As the number of doctors increases, the volume of medical care also increases (the 2,000 additional doctors were added to increase the medical care volume expected to be insufficient by 2035). The government’s health insurance expenditures to doctors also rise, but the current health insurance premium rate, which is already at its limit, cannot handle this. The government is aware of this. In February, the Ministry of Health and Welfare hinted at revising the Health Insurance Act to raise the legal ceiling on health insurance premium rates collected from salaries or income in the four essential medical care packages it announced. However, the government, facing the next presidential election in three years, is unlikely to actually amend the law. Instead, the medical community claims that the government has introduced measures that reduce income while increasing the number of doctors, such as licensing restrictions, medical appropriateness verification, value-based payment systems, and bans on mixed treatments. This is where the current “battle for survival” originated.

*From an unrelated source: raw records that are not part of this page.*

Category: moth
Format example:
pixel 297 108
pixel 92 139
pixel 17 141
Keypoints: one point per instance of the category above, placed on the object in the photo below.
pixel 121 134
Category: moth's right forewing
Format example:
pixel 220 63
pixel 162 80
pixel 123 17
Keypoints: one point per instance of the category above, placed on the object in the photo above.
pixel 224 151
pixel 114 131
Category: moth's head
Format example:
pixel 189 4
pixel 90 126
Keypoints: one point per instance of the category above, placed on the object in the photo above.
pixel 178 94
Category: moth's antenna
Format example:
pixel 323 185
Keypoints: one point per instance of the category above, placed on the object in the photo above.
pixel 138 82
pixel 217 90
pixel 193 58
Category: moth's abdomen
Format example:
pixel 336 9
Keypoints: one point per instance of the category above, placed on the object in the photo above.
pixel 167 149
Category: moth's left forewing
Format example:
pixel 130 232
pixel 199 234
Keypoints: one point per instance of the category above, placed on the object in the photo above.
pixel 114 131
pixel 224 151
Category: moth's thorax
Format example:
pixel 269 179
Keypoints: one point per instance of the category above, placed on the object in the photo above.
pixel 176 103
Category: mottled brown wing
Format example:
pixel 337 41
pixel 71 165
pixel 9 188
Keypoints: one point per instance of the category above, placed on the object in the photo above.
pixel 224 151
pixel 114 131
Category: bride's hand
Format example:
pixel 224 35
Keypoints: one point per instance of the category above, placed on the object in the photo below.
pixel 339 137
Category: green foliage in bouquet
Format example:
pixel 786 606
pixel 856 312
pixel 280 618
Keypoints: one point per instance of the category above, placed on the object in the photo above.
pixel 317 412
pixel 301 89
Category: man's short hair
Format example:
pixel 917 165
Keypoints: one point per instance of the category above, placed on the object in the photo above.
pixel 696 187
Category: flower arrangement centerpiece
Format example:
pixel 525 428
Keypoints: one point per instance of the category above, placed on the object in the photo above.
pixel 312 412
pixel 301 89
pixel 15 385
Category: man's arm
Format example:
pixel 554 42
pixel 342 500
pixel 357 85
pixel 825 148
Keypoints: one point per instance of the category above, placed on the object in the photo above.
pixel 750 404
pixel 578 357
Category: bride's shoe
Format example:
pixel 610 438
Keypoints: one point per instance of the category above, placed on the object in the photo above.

Both the government and the medical community have long agreed on the need to reform the “low burden (citizens) · low fee (doctors) · high volume (medical accessibility)” health insurance system designed during times when everyone was poor and unable to visit hospitals. The two sides have clashed fiercely over the reform methods and priorities, but the government chose a reform led by increasing the number of doctors. When the medical community strongly opposed this, follow-up incentives such as raising fees for essential medical services, accepting residents’ resignation letters, and improving working conditions were introduced. Still, the medical community remains steadfast, insisting that re-examining the increase in doctors and realistically adjusting medical fees?which have been in deficit for nearly 50 years?are the starting points for reform. This is why the Korean Medical Association demanded a 10% fee increase in negotiations with the National Health Insurance Service and mentioned a total strike.


Both the government’s measures and the medical community’s demands share the “prerequisite” of significantly increasing medical finance, including health insurance. However, neither side dares to say “the public must pay more.” The government does not want to dampen favorable public opinion, and the medical community has no reason to oppose expanding medical finance. This medical crisis will end only when both sides compromise somewhere in the middle. Depending on where that point is, it will determine how much more will be taken from the public’s monthly paychecks. This is the key point to watch in the latter half of the medical crisis.